Generate theoretically sound simulated data.

Primary LanguagePythonBSD 3-Clause "New" or "Revised" LicenseBSD-3-Clause


Simulated data are widely used to assess optimisation methods. This is because of their ability to evaluate certain aspects of the methods under study, that are impossible to look into when using real data sets. In the context of convex optimisation, it is never possible to know the exact solution of the minimisation problem with real data and it is a difficult problem even with simulated data. We propose to generalise an approach originally published by Nesterov (2013), for LASSO regression, to a broader family of penalised regression problems.

We would like to generate simulated data for which we know the exact solution of the optimised function. The inputs are: The minimiser b* (p-by-1), a candidate data set X0 (n-by-p), residual vector e (n-by-1), regularisation parameters (in our case they are two: k and g), the signal-to-noise ratio s, and the expression of the function f(b) to minimise.

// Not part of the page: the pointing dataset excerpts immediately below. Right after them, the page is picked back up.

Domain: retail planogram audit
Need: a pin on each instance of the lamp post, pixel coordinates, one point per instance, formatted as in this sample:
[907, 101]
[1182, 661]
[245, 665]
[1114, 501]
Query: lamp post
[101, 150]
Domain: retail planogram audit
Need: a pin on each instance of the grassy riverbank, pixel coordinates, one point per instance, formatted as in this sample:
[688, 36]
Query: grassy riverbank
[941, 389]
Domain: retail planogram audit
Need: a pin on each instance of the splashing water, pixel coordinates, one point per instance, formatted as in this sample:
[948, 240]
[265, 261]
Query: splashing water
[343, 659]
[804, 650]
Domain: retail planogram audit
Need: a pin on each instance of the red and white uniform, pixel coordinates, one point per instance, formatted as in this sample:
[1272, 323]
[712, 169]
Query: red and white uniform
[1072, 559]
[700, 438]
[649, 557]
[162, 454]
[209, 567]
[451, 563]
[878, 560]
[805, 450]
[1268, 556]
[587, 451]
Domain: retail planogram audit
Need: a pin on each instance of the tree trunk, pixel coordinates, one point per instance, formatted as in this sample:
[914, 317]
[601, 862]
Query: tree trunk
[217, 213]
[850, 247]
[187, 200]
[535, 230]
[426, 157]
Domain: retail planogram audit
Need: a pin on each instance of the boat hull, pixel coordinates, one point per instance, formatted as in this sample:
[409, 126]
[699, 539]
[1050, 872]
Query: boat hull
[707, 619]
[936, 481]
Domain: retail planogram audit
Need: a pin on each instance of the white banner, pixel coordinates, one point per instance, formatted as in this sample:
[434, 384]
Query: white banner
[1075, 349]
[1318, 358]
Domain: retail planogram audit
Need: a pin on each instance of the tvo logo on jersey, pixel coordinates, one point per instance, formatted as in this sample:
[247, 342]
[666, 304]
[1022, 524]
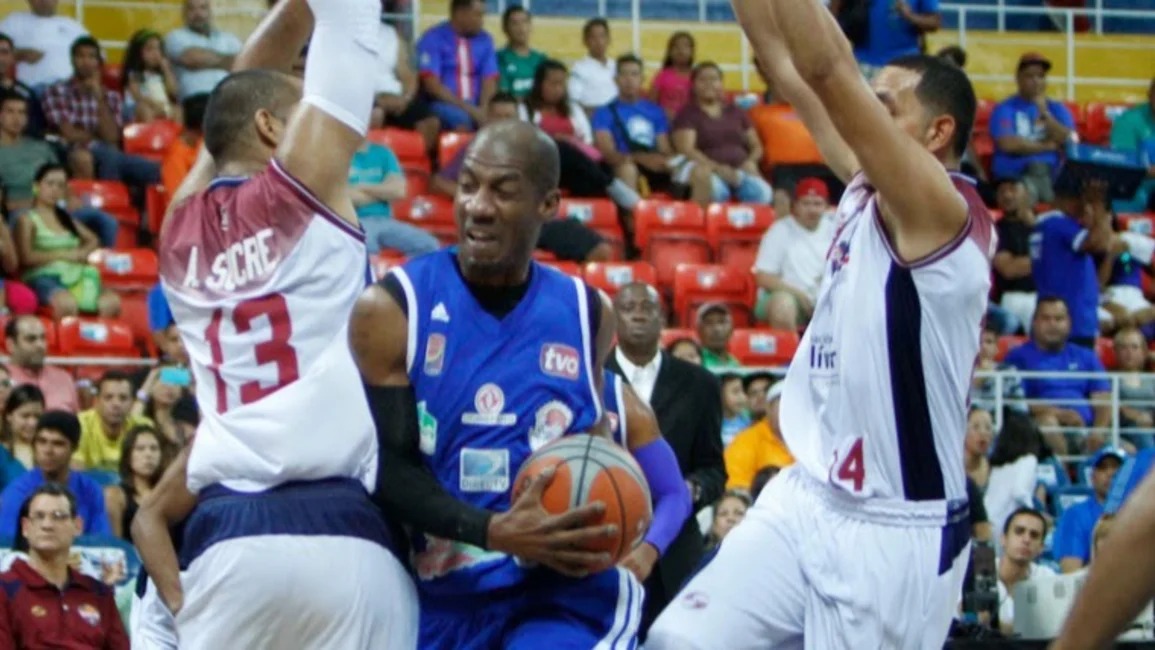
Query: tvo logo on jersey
[560, 360]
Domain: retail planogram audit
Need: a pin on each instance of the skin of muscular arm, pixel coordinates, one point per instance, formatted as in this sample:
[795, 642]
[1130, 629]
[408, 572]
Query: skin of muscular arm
[168, 505]
[873, 127]
[1122, 578]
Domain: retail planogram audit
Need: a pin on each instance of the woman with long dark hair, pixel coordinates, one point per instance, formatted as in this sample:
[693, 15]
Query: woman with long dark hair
[54, 248]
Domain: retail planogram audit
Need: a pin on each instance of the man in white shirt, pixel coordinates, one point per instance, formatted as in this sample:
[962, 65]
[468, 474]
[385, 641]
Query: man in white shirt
[1022, 543]
[790, 260]
[42, 40]
[591, 80]
[201, 54]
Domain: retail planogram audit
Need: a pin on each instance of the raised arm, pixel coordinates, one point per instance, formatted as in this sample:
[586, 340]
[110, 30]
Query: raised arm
[757, 20]
[918, 200]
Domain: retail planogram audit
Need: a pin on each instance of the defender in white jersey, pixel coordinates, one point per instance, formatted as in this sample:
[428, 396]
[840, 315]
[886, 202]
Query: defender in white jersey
[261, 269]
[863, 542]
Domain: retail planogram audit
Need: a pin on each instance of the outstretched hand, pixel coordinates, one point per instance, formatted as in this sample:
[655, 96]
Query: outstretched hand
[558, 542]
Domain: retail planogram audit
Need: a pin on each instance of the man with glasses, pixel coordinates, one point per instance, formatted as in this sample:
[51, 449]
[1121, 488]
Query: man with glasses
[28, 345]
[56, 439]
[44, 602]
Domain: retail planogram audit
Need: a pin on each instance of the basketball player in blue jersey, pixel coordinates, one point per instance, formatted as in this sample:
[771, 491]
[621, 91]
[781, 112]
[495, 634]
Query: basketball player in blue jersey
[863, 542]
[472, 358]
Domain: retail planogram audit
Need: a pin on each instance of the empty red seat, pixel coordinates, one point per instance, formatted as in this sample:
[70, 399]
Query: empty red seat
[765, 348]
[612, 276]
[699, 284]
[449, 144]
[736, 230]
[431, 213]
[126, 268]
[150, 140]
[408, 146]
[600, 215]
[670, 233]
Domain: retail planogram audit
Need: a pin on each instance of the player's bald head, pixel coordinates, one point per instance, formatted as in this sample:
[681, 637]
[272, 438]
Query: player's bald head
[233, 105]
[522, 146]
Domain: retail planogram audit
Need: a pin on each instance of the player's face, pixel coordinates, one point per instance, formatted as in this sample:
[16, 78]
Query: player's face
[499, 210]
[895, 88]
[1023, 542]
[51, 525]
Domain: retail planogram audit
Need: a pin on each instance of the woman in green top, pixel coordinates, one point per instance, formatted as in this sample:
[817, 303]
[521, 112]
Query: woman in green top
[518, 61]
[54, 249]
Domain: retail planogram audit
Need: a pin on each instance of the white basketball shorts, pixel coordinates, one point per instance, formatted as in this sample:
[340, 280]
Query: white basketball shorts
[304, 566]
[803, 572]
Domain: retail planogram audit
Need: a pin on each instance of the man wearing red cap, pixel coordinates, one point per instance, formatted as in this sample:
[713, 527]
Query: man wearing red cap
[1029, 131]
[789, 266]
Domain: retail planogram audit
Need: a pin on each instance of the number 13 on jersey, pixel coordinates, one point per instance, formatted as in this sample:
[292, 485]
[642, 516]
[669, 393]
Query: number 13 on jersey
[272, 350]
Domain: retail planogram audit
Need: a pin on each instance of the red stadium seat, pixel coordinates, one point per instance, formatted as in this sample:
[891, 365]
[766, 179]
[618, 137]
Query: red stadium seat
[600, 215]
[1008, 343]
[449, 143]
[764, 348]
[670, 233]
[433, 214]
[408, 146]
[612, 276]
[699, 284]
[126, 268]
[735, 231]
[1098, 122]
[150, 140]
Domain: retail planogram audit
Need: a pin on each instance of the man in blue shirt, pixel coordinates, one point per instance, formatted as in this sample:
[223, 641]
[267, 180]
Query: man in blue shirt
[375, 179]
[1073, 532]
[1050, 350]
[632, 133]
[459, 66]
[57, 436]
[1029, 131]
[894, 30]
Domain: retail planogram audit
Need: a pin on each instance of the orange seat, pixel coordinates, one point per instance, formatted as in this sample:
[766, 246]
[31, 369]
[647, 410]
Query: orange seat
[735, 231]
[449, 144]
[670, 233]
[1008, 343]
[126, 268]
[764, 348]
[150, 140]
[408, 146]
[1100, 119]
[699, 284]
[669, 335]
[600, 215]
[430, 213]
[612, 276]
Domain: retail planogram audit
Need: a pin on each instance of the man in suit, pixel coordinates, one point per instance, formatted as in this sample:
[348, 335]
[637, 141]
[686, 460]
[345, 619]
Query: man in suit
[687, 401]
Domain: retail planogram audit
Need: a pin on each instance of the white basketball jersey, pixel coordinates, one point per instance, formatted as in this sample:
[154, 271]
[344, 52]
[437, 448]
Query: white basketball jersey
[261, 278]
[876, 397]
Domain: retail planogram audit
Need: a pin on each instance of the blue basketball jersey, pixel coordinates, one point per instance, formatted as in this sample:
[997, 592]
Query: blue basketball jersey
[490, 391]
[615, 404]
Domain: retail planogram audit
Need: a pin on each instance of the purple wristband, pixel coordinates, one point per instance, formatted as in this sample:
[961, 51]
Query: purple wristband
[671, 499]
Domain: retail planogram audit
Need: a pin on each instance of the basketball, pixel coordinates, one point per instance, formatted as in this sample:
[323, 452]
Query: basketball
[588, 469]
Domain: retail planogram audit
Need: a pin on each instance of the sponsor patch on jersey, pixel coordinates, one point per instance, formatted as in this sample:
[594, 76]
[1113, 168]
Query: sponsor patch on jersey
[484, 470]
[90, 614]
[560, 360]
[551, 421]
[426, 426]
[434, 353]
[489, 403]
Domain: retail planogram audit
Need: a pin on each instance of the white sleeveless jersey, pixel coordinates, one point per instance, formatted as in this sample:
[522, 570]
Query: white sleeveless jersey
[876, 398]
[261, 278]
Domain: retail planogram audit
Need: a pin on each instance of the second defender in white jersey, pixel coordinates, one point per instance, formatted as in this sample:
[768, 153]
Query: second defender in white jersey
[863, 542]
[262, 260]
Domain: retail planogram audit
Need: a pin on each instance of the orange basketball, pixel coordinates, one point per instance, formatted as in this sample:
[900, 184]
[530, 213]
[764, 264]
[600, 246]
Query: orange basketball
[588, 469]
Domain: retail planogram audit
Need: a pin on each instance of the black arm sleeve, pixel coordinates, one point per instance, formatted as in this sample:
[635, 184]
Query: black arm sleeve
[407, 491]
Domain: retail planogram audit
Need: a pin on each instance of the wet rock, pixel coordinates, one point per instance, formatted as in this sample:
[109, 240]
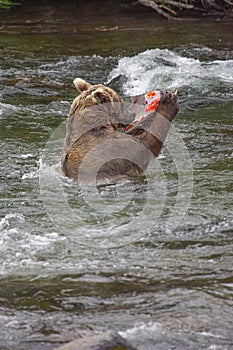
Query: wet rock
[105, 341]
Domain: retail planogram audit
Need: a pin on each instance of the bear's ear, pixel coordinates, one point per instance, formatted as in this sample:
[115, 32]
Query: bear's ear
[102, 96]
[81, 85]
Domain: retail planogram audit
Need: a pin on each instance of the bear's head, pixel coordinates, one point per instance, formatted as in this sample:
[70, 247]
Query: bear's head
[102, 98]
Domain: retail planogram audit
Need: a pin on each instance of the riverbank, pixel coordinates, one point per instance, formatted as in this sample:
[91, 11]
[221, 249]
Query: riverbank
[72, 17]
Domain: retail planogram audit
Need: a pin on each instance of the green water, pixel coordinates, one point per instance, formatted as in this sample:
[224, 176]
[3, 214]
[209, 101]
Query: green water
[123, 268]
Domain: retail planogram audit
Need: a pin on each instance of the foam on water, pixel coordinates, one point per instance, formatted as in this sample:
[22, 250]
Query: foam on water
[166, 69]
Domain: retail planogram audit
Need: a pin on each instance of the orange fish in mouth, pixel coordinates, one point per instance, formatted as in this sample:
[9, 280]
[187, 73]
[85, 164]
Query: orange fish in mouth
[151, 102]
[152, 99]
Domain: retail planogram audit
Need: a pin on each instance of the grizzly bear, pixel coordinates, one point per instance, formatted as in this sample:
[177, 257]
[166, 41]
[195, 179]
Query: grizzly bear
[96, 149]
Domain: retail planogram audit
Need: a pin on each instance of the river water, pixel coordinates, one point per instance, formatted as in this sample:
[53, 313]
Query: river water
[151, 259]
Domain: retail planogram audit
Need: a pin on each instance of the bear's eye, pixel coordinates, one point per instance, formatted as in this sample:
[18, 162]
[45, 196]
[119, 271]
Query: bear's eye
[102, 97]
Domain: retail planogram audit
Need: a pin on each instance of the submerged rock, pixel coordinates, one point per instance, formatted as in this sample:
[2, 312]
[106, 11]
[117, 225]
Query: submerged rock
[106, 341]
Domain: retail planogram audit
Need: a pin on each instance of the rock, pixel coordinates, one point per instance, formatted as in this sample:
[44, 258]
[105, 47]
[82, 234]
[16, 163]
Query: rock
[106, 341]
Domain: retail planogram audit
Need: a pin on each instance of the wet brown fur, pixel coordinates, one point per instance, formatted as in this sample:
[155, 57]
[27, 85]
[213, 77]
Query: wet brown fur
[93, 136]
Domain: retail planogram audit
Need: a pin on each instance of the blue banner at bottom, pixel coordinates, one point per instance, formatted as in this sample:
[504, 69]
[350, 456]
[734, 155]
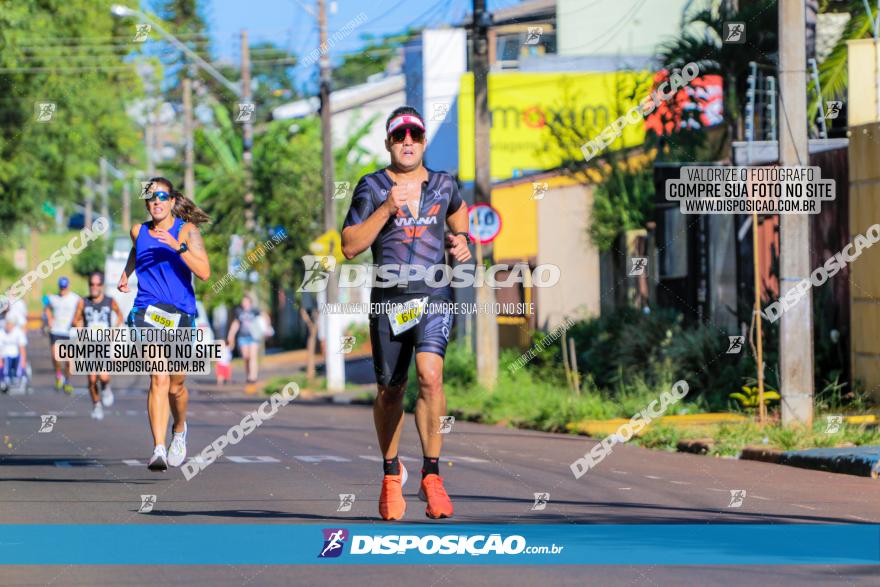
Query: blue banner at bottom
[456, 544]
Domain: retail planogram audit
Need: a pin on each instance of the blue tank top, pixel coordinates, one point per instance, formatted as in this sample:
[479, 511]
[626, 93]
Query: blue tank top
[163, 277]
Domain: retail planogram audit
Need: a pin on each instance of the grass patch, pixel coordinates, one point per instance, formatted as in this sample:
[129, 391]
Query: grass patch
[730, 439]
[534, 398]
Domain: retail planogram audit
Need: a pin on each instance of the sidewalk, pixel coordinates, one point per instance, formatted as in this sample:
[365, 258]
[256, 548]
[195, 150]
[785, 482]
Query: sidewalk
[285, 363]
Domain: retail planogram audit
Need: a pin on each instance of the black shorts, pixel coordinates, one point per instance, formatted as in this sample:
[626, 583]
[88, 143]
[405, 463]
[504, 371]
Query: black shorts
[392, 354]
[136, 317]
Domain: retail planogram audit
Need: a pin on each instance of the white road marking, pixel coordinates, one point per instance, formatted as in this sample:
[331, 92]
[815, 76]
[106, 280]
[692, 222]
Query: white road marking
[468, 459]
[378, 459]
[319, 458]
[70, 465]
[243, 460]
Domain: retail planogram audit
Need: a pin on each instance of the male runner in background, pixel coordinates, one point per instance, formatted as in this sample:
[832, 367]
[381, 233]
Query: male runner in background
[95, 312]
[399, 212]
[60, 310]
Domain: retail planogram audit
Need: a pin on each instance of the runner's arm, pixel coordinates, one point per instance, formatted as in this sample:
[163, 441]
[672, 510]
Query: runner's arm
[357, 238]
[230, 336]
[363, 222]
[115, 308]
[130, 263]
[458, 222]
[78, 320]
[195, 257]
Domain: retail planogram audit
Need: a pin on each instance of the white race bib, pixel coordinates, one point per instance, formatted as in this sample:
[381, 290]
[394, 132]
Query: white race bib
[408, 316]
[160, 318]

The candidate version of the dataset may for instance be X0 ~ N(m, S), and the residual vector may be e ~ N(0, 1).

The proposed procedure outputs X and y such that

    b* = argmin f(b, X0, e, k, g, s),

with f a convex function that depends on the parameters defining the simulated data.

Oftentimes in linear regression, simulated data are generated such that

  (1)    y = X * b* + e.

If we want to evaluate an algorithm to minimise the LASSO problem

  (2)    0.5 * ||X * b - y||² + l * |b|,

where ||.||² is the squared L2-norm and |.| is the L1-norm, then we need to use e.g. cross-validation to find l. But the found l is very likely suboptimal, and in any case, we are forced to compare the solution to (1), which is not sparse.

This package thus provides the solution that minimises (2), instead of (1), namely b* and l. Which means that you will be able to compare both speed, sensitivity to noise, correlation, etc., and the actual solutions of different minimisation algorithms.

With this package, pylearn-simulate, it is straight-forward to generate such data. pylearn-simulate is written for Python 2.7.x.


The reference environment for pylearn-simulate is Ubuntu 12.04 LTS with Python 2.7.3, Numpy 1.6.1 and Scipy 0.9.0. More recent versions likely work, but have not been tested thoroughly.

Unless you already have Numpy and Scipy installed, you need to install them:

$ sudo apt-get install python-numpy python-scipy

In order to show plots and to run the examples, you may need to install Matplotlib:

$ sudo apt-get install python-matplotlib

Unless you have your own minimising software, we recommend that you download and install pylearn-parsimony (https://github.com/neurospin/pylearn-parsimony). While pylearn-parsimony is not a requirement to use pylearn-simulate, the examples are using it. Thus, in order to to run all parts of the examples, you will need pylearn-parsimony.


Easiest installation

Download pylearn-simulate and put it in your PYTHONPATH. Alternatively, put the directory pylearn-simulate/simulate/ in the directory of your project.

Recommended installation

Download the release of pylearn-simulate from https://github.com/neurospin/pylearn-simulate/releases. Unpack the file, go to the pylearn-simulate directory and type:

$ python setup.py install --user

for a local installation in the user's userbase directory (usually in ~/.local/lib/python2.7/site-packages on Unix-like/-based operating systems, such as Linux and OS X, and in %AppData%\Python\Python27\site-packages on Windows), or

$ sudo python setup.py install

for a global installation accessible to all users. You will need to have administrator rights on your computer in order to install software for all users.

You are now ready to use your fresh installation of pylearn-simulate!


See the examples in pylearn-simulate/examples/.